It’s easy to see why the first i20 was popular. When it was launched here in 2009, it was a fresh take on the large hatch and had almost everything buyers wanted – it was stylish, came with plenty of features and was spacious enough to almost justify its entry-level-saloon rivaling price. Fact is, i20 prices have always been on the upper slopes of the small-car hill, and it is no different this time around. At Rs 6.21 lakh for this mid-life refreshed Asta, this new i20 is still more expensive than the top-end Swift and the Skoda Fabia.
So, to make you feel like you’re getting your money’s worth, Hyundai has loaded this with even more features than the old i20. Standard on the Asta is a reverse camera, keyless entry and go, electric folding mirrors and climate control, auto wipers and six airbags. You also get Bluetooth connectivity, an audio system and USB and Aux-in ports. So that’s one base covered.
The other, more obvious one, is with the styling. It’s been a talking point of every new Hyundai in recent memory, and the i20 is no different. Of course, there have been no drastic, expensive changes to the sheet metal, but enough has been done, at least to the snub nose, to make the i20 look refreshingly new. Those blistered headlamps, for example, give it a very Volkswagen Scirocco-like look and the slim grille, deep front bumper and muscular chin all work well in making the i20 look even more attractive than before. Walk along the side though and you’ll see almost no changes – there’s just turn signals incorporated into the mirrors and chrome door handles. The rear too has hardly changed with just new tail lamps, a slight re-profiling of the bumper and a new spoiler to indicate this is version 2.

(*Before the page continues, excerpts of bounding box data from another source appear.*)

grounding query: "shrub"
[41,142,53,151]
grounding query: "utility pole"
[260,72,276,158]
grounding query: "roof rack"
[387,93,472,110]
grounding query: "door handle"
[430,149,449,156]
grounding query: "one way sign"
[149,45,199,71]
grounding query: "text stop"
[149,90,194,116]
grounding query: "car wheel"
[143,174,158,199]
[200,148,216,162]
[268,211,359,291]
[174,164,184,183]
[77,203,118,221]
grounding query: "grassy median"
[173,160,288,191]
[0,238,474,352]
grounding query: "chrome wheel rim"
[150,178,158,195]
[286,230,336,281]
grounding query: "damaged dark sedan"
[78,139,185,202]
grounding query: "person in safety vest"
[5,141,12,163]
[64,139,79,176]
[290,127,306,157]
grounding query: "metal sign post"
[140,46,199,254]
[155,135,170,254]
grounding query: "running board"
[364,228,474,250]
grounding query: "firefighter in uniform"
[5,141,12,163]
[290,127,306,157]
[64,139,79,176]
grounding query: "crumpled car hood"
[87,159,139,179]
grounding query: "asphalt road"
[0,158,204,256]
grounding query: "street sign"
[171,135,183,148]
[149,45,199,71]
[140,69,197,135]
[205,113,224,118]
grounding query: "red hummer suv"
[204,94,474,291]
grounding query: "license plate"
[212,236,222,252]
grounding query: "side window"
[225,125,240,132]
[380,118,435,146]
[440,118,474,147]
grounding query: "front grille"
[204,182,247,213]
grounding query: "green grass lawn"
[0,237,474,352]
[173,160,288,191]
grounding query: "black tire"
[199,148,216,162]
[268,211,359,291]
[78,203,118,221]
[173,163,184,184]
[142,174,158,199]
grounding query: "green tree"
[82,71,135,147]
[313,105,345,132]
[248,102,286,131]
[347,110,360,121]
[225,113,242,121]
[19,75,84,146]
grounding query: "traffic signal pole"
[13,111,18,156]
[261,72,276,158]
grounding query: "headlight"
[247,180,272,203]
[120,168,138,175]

The facelift has also increased the length of the car to 3995mm, up 55mm thanks to the new bumpers. The height, width and wheelbase are, not surprisingly, identical.
There are no major changes on the inside either – the basic layout of the dashboard is the same and Hyundai has re-introduced that nasty, shiny chrome gearlever that looks really cheap. However, apart from this little detail, the quality of every other surface and switch has been uprated. The new dark-grey surround for the audio, the leather-wrapped steering wheel and the snug seats really improve perceived quality and there’s also an armrest for the driver’s seat. Even the new dials and the digital fuel and temperature gauges between them look really smart. Also, that other i20 advantage remains – its spacious interiors and its rather large boot.
It’s when you dip the clutch in and press the engine start button that the most important change to the car becomes evident. The 1.2-litre Kappa engine now gets variable-valve timing technology for the intake and exhaust valves. So there’s a 5bhp up in power from the old engine, but the torque remains almost identical. This extra power doesn’t reflect in our VBOX times – the i20 VTVT is 0.5sec slower than the old car to 100kph and the in-gear times are slower as well. We put this down to emissions tuning and the fact that this engine makes its peak power of 84bhp a full 800 revs higher than the old engine.
We drove the old and new i20 back to back and it was evident that there was no real difference in performance. The new engine is responsive to part throttle inputs but not as much as the old engine. Hyundai should have tuned the valve timing system for better low-end responses. It does have a marginally better mid-range though. And, like the old engine, this one feels a bit out of breath on more open roads – you need to downshift quite a bit and this will be compounded when the car has a full load of passengers. Where it does score over the old car is with its refinement. This engine is far smoother and quieter – a fact that’s evident all the way from idle to the 6500rpm redline.
What also helps this feeling of refinement is the re-tuned suspension. Gone is the old car’s low-speed clunking over irregularities and this suspension is far more sophisticated in the way it tackles bumps in the city. That’s not saying Hyundai has got it fully sorted out though. Go faster and it’s obvious that the car has lost some of its high-speed manners. It feels terribly sloppy if and when you have to change lanes quickly and the steering wheel feels like it just might be connected to the front wheels.
So it must be said that the new i20 works best as a city car – it is easy to drive though thanks to its light clutch, easy gearshift, superlight steering and good engine responses. The loose high-speed manners may make it a bit of a handful on highways and in emergency situations.
So, in the end, this is a typical Hyundai. It may not be the most accomplished dynamically, but will wow you with its looks, equipment list and impressive interiors.